The image forming layer of the heat-sensitive flat plate printing plate of the present invention contains a water-soluble high molecular compound. As such a water-soluble high molecular compound, polyvinyl alcohol and its modified substance (for example, carboxy modified polyvinyl alcohol, acetoacetyl-group modified polyvinyl alcohol, silanol modified polyvinyl alcohol), hydroxyethyl cellulose, methylcellulose , Carboxymethyl cellulose, starch and derivatives thereof, gelatin, casein, sodium alginate, polyvinylpyrrolidone, styrene-maleic acid copolymer salt, styrene-acrylic acid copolymer salt, and the like. These water-soluble high molecular compounds may be used independently and may use 2 or more types together. In particular, gelatin rich in film formation, polyvinyl alcohol, and modified substances thereof are selected because they are preferable for maintaining the hydrophilicity of non-burned portions. 0.5-30 mass% is preferable with respect to the total solid amount of an image forming layer, and, as for the compounding quantity of such a water-soluble high molecular compound, it is more preferable to set it as 3-25 mass%.

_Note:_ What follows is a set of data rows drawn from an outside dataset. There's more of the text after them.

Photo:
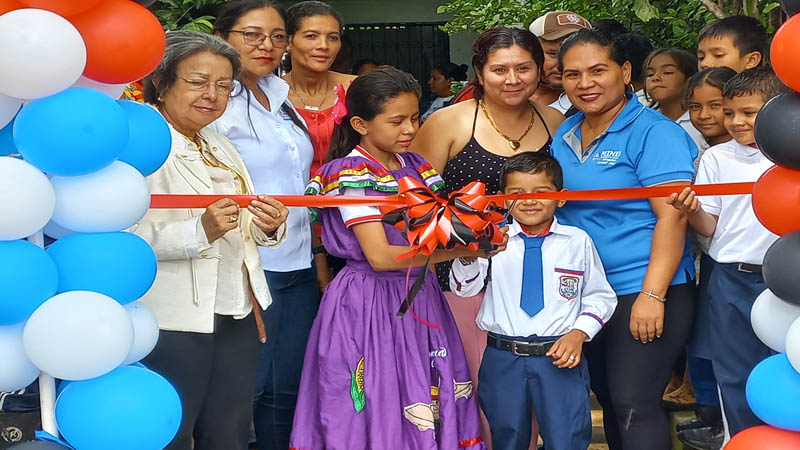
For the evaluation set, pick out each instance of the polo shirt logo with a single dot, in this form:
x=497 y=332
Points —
x=607 y=157
x=568 y=286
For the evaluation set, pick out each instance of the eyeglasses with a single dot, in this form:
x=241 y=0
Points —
x=222 y=87
x=255 y=38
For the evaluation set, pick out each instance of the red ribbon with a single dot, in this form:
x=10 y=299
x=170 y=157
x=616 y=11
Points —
x=321 y=201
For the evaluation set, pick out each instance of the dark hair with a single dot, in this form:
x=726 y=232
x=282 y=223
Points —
x=686 y=62
x=616 y=52
x=310 y=8
x=365 y=98
x=502 y=37
x=181 y=45
x=637 y=48
x=612 y=27
x=361 y=63
x=715 y=76
x=533 y=162
x=454 y=71
x=747 y=32
x=226 y=20
x=758 y=80
x=235 y=9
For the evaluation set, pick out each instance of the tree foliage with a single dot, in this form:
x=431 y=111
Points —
x=197 y=15
x=666 y=22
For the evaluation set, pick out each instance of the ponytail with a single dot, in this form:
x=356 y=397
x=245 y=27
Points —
x=365 y=99
x=344 y=139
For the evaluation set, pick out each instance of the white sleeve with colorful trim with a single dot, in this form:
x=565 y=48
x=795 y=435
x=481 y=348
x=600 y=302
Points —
x=355 y=215
x=598 y=300
x=468 y=280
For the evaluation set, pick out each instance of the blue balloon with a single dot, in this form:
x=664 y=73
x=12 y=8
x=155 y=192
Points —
x=149 y=140
x=75 y=132
x=28 y=277
x=7 y=146
x=120 y=265
x=129 y=408
x=773 y=392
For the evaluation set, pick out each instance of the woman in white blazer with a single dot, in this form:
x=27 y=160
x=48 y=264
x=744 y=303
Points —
x=209 y=271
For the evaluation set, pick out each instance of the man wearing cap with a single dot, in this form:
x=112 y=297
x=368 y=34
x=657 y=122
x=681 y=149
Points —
x=551 y=29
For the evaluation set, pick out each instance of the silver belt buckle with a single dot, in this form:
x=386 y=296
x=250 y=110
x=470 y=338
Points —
x=740 y=268
x=514 y=348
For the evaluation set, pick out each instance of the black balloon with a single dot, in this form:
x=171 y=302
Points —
x=777 y=130
x=38 y=445
x=790 y=7
x=781 y=269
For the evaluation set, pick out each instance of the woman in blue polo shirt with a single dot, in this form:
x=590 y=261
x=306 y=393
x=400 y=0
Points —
x=616 y=142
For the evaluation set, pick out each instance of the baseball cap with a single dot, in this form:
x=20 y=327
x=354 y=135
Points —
x=557 y=24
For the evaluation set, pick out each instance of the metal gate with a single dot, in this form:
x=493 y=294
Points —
x=413 y=47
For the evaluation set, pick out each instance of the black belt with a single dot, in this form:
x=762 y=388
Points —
x=519 y=348
x=748 y=268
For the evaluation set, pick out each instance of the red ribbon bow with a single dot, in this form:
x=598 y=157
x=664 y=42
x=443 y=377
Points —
x=468 y=218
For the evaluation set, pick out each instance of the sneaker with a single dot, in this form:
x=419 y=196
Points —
x=691 y=424
x=706 y=438
x=681 y=399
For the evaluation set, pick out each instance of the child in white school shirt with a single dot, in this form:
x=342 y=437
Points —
x=738 y=240
x=546 y=294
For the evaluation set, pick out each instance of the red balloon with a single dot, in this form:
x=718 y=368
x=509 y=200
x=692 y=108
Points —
x=776 y=200
x=61 y=7
x=764 y=437
x=9 y=5
x=784 y=50
x=124 y=41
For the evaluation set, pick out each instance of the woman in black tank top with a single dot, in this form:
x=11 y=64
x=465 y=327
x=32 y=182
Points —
x=499 y=123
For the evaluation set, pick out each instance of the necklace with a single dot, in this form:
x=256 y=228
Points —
x=515 y=144
x=305 y=103
x=212 y=161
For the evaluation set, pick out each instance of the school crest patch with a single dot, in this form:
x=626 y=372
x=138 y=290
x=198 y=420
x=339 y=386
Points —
x=568 y=286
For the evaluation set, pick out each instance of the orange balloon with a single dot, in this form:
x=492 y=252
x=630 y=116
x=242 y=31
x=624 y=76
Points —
x=124 y=41
x=784 y=50
x=9 y=5
x=764 y=437
x=776 y=200
x=61 y=7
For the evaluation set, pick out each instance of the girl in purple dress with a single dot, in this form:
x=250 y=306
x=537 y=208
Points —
x=372 y=380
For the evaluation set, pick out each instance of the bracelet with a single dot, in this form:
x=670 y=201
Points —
x=651 y=295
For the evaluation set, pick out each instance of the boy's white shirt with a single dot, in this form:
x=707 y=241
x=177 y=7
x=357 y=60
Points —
x=739 y=236
x=576 y=292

Moreover, in order to improve the water resistance and mechanical strength of a non-image part, it is preferable that an image forming layer contains a hardening | curing agent (water resistant agent) according to the kind of said water-soluble high molecular compound. As a hardening | curing agent, what gives water resistance by promoting crosslinking of resin can be used, For example, a melamine resin, an epoxy resin, a polyisocyanate compound, an aldehyde compound, a silane compound, chromium alum, divinyl sulfone, etc. are mentioned. In particular, when the water-soluble polymer compound is gelatin, the curing agent is preferably divinyl sulfone, and when the water-soluble polymer compound is polyvinyl alcohol, the curing agent is preferably glyoxal. In addition, in order to obtain required water resistance and mechanical strength, and to avoid characteristic fluctuations over time when stored, the amount of the curing agent is preferably 1 to 30% by mass relative to the solids of the water-soluble polymer compound, It is preferable to set it as 15 mass%.

The image forming layer of the heat-sensitive flat plate printing plate of the present invention may contain not only one or more selected from the compounds represented by the formulas (1), (2), (3) and (4), thermoplastic resins, and water-soluble high molecular compounds, and further contain a photothermal conversion material. Can be. As a result, not only the thermal head but also the recording onto the printing plate by the active light such as an infrared laser can be made. From this viewpoint, it is preferable that the image forming layer of the thermal type flatbed printing plate of the present invention contains a photothermal conversion material. As a photothermal conversion material which can be used for this invention, the material which absorbs light efficiently and converts it into heat is preferable. Although it depends on the light source to be used, for example, when using a semiconductor laser which emits near infrared light as a light source, as a light-heat conversion material, the near-infrared light absorber which has an absorption band in the near infrared is preferable, For example, a carbon black and a cyanine pigment | dye , Organic compounds such as polymethine pigments, azulenium pigments, squarylium pigments, thiopyryllium pigments, naphthoquinone pigments, and anthraquinone pigments, and organometallic complexes of phthalocyanine, azo and thioamides Or metal compounds such as iron powder, graphite powder, iron oxide powder, lead oxide, silver oxide, chromium oxide, iron sulfide and chromium sulfide.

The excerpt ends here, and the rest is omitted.